Il est certain que si nous voulons vraiment surmonter les défis posés, nous devons leur consacrer du temps et nous arrêter pour réfléchir, à partir du Christ et du charisme vincentien, sur ce que nous faisons et comment nous le faisons. Il est également important que nous nous souvenions des moments de notre rencontre avec la Congrégation de la Mission et de la Congrégation avec nous. Le souvenir de ces moments sera la source dans laquelle nous puiserons la force de continuer à nous consacrer à la mission du Christ évangélisateur des pauvres.

Par Jean Rolex, C.M.

 

[1] Paul VI (1971). Lettre apostolique Octogesima adveniens. Consulté sur le site https://www.vatican.va/.

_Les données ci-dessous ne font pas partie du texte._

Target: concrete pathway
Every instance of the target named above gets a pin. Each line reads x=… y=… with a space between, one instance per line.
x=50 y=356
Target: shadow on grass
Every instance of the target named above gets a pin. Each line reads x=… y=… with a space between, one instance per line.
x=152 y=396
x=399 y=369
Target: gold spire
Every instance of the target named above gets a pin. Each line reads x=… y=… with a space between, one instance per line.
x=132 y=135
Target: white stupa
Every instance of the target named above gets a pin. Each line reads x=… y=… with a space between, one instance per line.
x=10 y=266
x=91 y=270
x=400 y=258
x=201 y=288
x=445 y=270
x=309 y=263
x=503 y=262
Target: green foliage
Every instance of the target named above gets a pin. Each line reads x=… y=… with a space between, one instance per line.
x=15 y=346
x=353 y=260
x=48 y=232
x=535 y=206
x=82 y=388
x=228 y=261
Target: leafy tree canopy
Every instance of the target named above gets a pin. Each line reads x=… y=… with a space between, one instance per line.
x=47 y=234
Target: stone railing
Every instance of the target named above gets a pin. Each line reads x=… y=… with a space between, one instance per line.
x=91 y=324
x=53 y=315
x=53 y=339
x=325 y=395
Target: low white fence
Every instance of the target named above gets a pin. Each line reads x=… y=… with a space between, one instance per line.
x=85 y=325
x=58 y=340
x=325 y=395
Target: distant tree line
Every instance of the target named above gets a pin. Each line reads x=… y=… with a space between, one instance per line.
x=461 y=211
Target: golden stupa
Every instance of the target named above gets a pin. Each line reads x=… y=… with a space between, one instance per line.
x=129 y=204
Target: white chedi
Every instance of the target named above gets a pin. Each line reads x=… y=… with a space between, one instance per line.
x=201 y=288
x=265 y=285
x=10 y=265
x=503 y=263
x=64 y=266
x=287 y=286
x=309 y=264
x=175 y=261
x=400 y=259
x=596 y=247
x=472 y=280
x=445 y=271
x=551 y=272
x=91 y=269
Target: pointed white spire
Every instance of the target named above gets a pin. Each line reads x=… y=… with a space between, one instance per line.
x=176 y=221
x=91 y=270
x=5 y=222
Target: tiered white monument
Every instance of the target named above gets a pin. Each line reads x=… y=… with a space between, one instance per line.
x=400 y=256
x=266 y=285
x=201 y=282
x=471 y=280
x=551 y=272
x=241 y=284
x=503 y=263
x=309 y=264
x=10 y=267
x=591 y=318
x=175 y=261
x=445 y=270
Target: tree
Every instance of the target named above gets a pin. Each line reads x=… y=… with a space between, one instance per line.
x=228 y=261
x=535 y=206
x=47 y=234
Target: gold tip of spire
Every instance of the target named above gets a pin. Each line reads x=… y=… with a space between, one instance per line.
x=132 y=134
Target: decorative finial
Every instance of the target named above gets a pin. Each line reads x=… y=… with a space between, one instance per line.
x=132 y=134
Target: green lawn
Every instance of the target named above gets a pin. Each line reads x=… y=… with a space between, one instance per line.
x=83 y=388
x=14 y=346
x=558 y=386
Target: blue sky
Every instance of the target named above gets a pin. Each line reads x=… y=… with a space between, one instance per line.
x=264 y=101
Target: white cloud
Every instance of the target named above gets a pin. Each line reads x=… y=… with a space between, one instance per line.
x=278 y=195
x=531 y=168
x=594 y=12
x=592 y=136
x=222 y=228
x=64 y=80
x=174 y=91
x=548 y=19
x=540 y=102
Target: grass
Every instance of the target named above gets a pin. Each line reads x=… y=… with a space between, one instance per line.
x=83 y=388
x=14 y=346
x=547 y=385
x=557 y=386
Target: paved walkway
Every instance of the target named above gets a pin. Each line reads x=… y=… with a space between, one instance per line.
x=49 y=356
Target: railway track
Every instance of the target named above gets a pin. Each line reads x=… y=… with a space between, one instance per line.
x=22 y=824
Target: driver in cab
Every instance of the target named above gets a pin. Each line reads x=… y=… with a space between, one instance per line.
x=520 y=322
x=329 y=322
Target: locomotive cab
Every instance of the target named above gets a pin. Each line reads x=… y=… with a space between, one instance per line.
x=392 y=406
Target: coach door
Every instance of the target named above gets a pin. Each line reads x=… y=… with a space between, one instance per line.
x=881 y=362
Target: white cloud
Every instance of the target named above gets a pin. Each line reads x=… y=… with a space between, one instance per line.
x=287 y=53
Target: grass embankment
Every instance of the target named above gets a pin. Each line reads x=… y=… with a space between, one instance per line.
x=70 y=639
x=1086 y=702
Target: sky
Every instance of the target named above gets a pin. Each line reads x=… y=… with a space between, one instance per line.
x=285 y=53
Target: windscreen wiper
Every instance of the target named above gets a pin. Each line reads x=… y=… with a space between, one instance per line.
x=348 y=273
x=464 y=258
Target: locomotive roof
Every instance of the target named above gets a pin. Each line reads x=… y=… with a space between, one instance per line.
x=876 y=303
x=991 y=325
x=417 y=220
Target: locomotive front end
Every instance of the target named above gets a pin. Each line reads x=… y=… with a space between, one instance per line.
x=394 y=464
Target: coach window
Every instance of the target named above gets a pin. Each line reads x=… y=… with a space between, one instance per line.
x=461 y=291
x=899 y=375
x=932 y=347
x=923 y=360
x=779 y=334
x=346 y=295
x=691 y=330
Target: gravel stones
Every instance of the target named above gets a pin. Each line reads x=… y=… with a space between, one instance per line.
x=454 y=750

[2] Jean-Paul II (2001). Catéchèse sur l’engagement à éviter la catastrophe écologique. Extrait de https://www.vatican.va/.

[3] Benoît XVI (2007). Discours au Corps diplomatique accrédité auprès du Saint-Siège. Extrait de https://www.vatican.va/.

[4] François (2015). Lettre encyclique. Laudato Si. Tiré de https://www.vatican.va/.

[5] Tomas Mavric (2022). Réflexion pour l’Assemblée générale de 2022, Vincentiana, 66 (3 et 4), 375-387.

[6] Rolando Santos (2022). La Mission Ad Gentes et l’identité de la Congrégation de la Mission. Vincentiana, 66 (3y4), 409-417.